Female Firefighter Applicant Unsuccessfully Challenges Physical Test As Discriminatory

Written on 04/12/2024
LRIS

Catherine Erdman worked as a firefighter in Janesville, Wisconsin since 2007. She applied for openings with the Madison Fire Department each year since 2006. Applicants were required to first pass a written test, which would qualify them for a physical test. Erdman failed the written test in 2006, 2008, 2010, 2012, and 2018. In 2014, the year at issue in this case, she passed the written test and proceeded to the physical test.

The City’s physical test required applicants to complete seven events: equipment shuttle, hose drag, sledge-hammer, search, rescue, ladder, and pike pole. Each event was scored and timed individually, and the City judged applicants based on whether they achieved the minimum acceptable score (MAS) or the higher cut score. To pass, applicants had to achieve the MAS on all seven events and had to achieve the cut score on at least five events. Heading into Erdman’s final event in her 2014 physical test, she achieved the cut score in five of them and the MAS in the sixth. She would pass the physical test if she achieved the MAS in the final pike pole event. Unfortunately, she was unable to achieve the MAS, and was disqualified from City employment as a firefighter. That year, 471 men and 28 women took the physical test, and 395 men and four women passed. All four women who passed were hired. In 2014, 14% of City firefighters were women, which fell to 10.8% in 2018. Both figures are well above the national average of about 4% female firefighters.

Erdman sued the City for sex discrimination under Title VII, arguing that the City’s fitness test disparately impacted women. As required to prove her case, she proposed that an alternative physical test – the IAFF Candidate Physical Abilities Test – could ensure that the City hired qualified firefighters without disadvantaging women. The IAFF test is substantially like the City’s test with at least two critical differences: (1) it allows candidates to attempt the test three times before disqualification; and (2) it allows candidates to plant their feet while performing the pike pole event, whereas the City’s test required candidates to change positions between pushing and pulling the pike pole. After a bench trial, the Court found that although Erdman established a prima facie case of disparate treatment, she failed to prove that the IAFF test would serve the City’s legitimate needs as well as the existing test. Erdman appealed.

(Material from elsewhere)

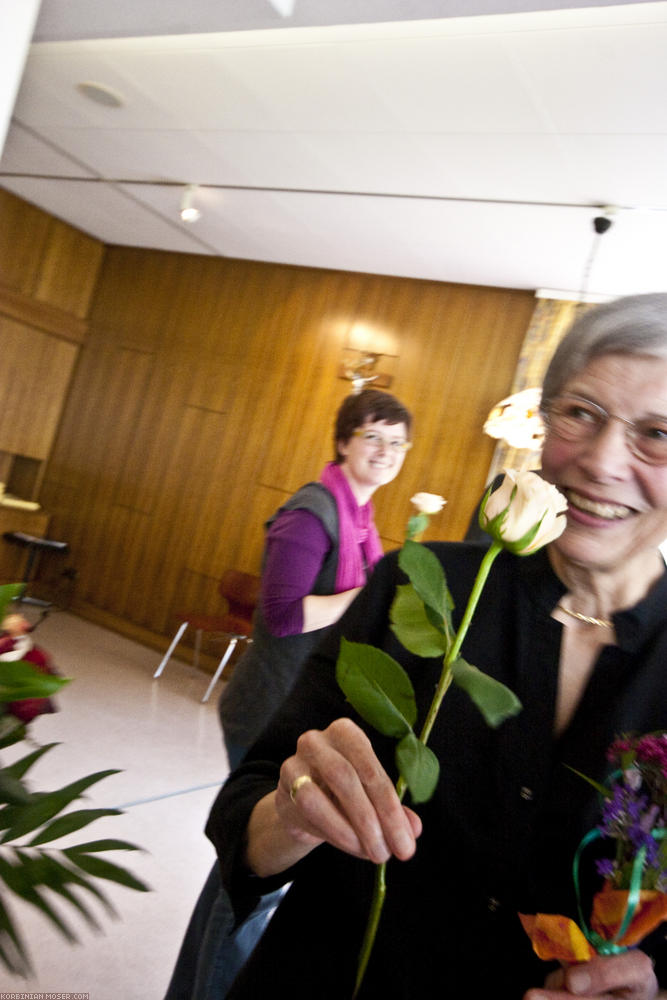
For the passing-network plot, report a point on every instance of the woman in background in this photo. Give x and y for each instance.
(321, 547)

The Seventh Circuit Court of Appeals affirmed, agreeing that Erdman failed to prove that the IAFF test would be just as effective as the City’s existing test in vetting potential firefighters. The Court noted that “to serve an employer’s ‘legitimate needs,’ an alternative hiring practice need not be exactly as effective as the allegedly discriminatory practice. The issue is whether the alternative practice is ‘substantially equally valid.’” The Court noted that Erdman’s evidence on this point was paltry and insufficient and that she offered the testimony of an expert witness who was unable to convincingly explain why the candidates with the lowest passing scores on both tests would be “roughly as qualified” as one another. Without such evidence, the Court could not reverse the conclusion of the lower court that Erdman failed to meet her burden.

Erdman also failed to rebut the City’s arguments that the IAFF test was an inferior test for its purposes. The City explained that it had more stringent requirements in the ladder and pike pole events than the IAFF test due to the needs of its fire department. The City’s ladder event required climbing a higher ladder than the IAFF test because the higher ladder was part of the City’s fire equipment. The City required applicants to reposition themselves 18 inches away from the pike pole’s point of contact with the ceiling before “pulling” the pole, because doing so would be the safest practice during an actual fire. As Erdman failed to rebut these justifications as mere pretext, the Court was properly persuaded by them.

The City offered substantial statistical evidence in support of its test. The fire chief testified at trial that very few firefighters are terminated or quit due to physical inability to perform the job, indicating that the City’s test is a good indicator of physical ability. The City also employed substantially more female firefighters than other departments across the country, undercutting Erdman’s argument that the IAFF test would effectively vet candidates while diminishing disparate impact for women.

Erdman v. City of Madison, No. 22-2433, 2024 WL 224982 (7th Cir.).